If you fancy your chances you may well be tempted to put all of your horticultural knowledge into practice because that grass is in urgent need of tender loving care. Those seeds have been planted in the ground carefully, lovingly and solicitously with maybe a spot of attention and cultivation of your land. You'll dig away at muddy grounds, clear away all of the twisted twigs and then set about the daunting task of injecting a new lease of life into those admittedly forlorn looking branches.
At the moment the tulips and daffodils are about to be liberated and sent out into the world, achieving all of its heartfelt ambitions since winter may well have decided to forget all about it. Here in sunny North London, cherry and white blossom are set to come out to play. You can probably see them, cheerfully expressing their happiness and just delighted to be here. It is their time to present to the world a good old fashioned air of renaissance, feeling good about ourselves before bursting with optimism. You can't wait to just get out there for summer.
And then there are your allotment sites, at the moment neglected during the winter but still ready for inspection and ready to yield the first crop of carrots, strawberries, tomatoes, potatoes, lettuces and cabbages. Britain is rightly proud of its green fingered expertise. We love to be out in the open, breathing in the invigorating air with immense satisfaction and enormously privileged to be associated with the first saplings of the Spring earth. Then you can see the first signs, those tentative buds and petals of red and yellow roses, swaying one way and then dancing in the breeze against a background of gentle, whistling, whispering winds.
On Saturday though it'll all reach its fruition. It'll be the first day of Spring although next week the clocks will go forward and the days will get longer and longer, brighter and brighter. The agricultural heartlands will be ready for action, tractors and combine harvesters preparing to spend all day, all evening and perhaps most of the night making sure that everything is as it always should be.
Of course there will be bumper crops and the yellow sunflowers. You'll suddenly see row upon row of nature's finest harvest just waiting to be picked gleefully and yielding something quite extraordinary. And then you'll be reminded of those cultural events that have dominated the thoughts of humanity for as long as any of us can remember. In Britain, we'll be rubbing our hands with glee because we know what's coming next.
In a couple of weeks time, the jockeys, horses and trainers will be patting the backs of their noble animals and hoping that come Grand National day at Aintree will represent the height of their careers. Ever since the 18th century, the Grand National has entertained millions of people with that familiar spectacle of horse and man in perfect harmony. Scattered across Aintree will be those monumental, if terrifying fences such as Beechers Brook and the Chair. Every year the Grand National welcomes its visitors with its yearly diet of excitement and anticipation. And then the gruelling stampede begins.
The critics have always disapproved of the Grand National because they believe quite sincerely, that's it cruel and that some horses lose their lives and that it should be banned immediately on those grounds alone And yet during the 1970s Red Rum won the National with an almost regal grace and style and nobody complained then.
There is of course the Boat Race, that celebrated testament to stamina and endurance.
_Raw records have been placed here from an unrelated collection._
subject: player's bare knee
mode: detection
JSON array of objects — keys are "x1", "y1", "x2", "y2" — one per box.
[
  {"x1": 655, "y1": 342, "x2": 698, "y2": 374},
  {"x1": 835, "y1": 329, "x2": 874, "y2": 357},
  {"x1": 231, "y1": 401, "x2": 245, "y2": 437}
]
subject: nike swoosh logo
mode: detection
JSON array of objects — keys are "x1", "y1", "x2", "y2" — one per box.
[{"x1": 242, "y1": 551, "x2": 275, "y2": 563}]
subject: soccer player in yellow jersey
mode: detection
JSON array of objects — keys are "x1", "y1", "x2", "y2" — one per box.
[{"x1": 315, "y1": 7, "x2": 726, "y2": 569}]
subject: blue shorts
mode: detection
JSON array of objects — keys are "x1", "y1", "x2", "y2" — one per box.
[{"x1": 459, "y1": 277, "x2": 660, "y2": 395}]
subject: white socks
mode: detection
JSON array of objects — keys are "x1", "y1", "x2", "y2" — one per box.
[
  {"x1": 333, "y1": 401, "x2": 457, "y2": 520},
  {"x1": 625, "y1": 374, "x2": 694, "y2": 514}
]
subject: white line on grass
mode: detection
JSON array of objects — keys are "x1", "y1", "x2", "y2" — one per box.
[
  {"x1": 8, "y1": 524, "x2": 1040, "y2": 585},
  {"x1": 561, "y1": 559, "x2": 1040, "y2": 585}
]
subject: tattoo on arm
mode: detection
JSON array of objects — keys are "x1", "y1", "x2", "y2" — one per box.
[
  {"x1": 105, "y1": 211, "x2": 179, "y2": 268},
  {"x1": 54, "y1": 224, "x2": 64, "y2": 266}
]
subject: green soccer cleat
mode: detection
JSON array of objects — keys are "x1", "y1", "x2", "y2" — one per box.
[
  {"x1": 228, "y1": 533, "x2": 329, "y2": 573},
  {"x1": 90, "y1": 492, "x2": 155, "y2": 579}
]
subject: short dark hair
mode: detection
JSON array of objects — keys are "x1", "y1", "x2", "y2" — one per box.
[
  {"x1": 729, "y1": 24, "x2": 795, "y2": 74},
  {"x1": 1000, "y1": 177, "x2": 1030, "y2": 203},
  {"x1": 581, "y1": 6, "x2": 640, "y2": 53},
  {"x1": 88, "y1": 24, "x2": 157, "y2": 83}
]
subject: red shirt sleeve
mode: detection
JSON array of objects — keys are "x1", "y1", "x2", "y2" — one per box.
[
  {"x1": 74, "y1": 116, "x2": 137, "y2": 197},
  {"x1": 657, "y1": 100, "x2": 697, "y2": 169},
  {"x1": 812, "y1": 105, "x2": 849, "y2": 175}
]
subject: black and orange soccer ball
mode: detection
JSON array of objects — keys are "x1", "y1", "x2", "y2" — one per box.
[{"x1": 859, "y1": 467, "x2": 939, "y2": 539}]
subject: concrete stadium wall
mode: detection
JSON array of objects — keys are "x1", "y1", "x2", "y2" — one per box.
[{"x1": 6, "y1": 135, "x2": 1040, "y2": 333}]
Every year the post and under graduates of Oxford and Cambridge university will stare across the rippling waters of the River Thames, before spotting the delightful bridges of Tower, Hammersmith and Putney. The ladies and gentlemen of the rowing world will take their seats in their boats, slapping each others backs inspirationally and then going for it.
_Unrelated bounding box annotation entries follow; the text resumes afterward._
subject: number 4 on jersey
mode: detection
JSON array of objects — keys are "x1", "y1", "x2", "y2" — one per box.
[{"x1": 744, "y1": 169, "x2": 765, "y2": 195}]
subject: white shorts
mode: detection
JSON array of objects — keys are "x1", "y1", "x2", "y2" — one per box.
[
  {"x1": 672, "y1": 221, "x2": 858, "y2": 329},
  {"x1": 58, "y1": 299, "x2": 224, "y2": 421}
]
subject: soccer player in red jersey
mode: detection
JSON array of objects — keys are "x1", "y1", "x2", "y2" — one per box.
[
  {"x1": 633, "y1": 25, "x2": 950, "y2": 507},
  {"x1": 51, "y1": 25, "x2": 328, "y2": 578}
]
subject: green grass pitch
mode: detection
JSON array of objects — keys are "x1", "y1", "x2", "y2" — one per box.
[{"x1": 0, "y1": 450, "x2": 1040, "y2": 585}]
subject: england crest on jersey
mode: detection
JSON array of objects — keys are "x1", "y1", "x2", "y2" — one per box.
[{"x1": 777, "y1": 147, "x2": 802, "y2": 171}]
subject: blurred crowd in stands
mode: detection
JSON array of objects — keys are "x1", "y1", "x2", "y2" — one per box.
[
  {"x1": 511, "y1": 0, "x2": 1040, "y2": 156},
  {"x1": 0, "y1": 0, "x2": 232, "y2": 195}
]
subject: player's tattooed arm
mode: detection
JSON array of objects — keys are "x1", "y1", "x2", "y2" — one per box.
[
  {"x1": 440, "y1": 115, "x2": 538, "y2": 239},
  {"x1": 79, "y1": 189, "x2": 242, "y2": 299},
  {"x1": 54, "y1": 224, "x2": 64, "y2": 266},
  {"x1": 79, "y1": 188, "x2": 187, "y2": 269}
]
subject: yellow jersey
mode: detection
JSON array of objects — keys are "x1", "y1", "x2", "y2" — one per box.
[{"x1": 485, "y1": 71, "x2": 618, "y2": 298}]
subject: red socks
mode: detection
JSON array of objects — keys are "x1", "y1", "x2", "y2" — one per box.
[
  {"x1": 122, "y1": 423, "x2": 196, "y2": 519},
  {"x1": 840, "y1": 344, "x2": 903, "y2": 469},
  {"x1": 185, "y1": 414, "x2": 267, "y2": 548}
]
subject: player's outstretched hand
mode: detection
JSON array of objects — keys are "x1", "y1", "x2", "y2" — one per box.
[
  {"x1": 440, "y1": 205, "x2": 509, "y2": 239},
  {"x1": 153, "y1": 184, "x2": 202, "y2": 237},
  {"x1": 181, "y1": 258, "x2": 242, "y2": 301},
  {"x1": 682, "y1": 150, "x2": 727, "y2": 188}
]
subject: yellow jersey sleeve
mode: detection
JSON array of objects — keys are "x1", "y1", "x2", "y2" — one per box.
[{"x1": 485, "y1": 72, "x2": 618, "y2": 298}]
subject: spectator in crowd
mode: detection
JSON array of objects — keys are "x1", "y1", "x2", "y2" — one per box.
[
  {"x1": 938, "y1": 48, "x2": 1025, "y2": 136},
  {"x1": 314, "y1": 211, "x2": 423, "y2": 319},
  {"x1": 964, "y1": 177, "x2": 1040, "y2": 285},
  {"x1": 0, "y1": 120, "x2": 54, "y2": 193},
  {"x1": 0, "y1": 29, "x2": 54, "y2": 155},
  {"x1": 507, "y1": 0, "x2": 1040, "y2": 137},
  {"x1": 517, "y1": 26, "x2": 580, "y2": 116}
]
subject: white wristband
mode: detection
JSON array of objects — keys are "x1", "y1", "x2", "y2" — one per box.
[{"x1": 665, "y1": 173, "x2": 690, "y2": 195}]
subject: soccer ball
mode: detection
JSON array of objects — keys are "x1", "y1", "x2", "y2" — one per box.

They plough through placid waters, oars chopping through the waves as if their lives depend on it. And then one of those highly academic universities, suitably enlightened about the world, will be driving hard towards the end of the Boat Race, powering their way forward to the finishing line. And then we'll let out gasps of astonishment because this is what England has always done best and always will do so. It's England at its reliable, England at its most indulgent and England observing its most traditional etiquette, always polite, never flustered but just getting it right. It's a couple of days before Spring and how we love the changing seasons and life.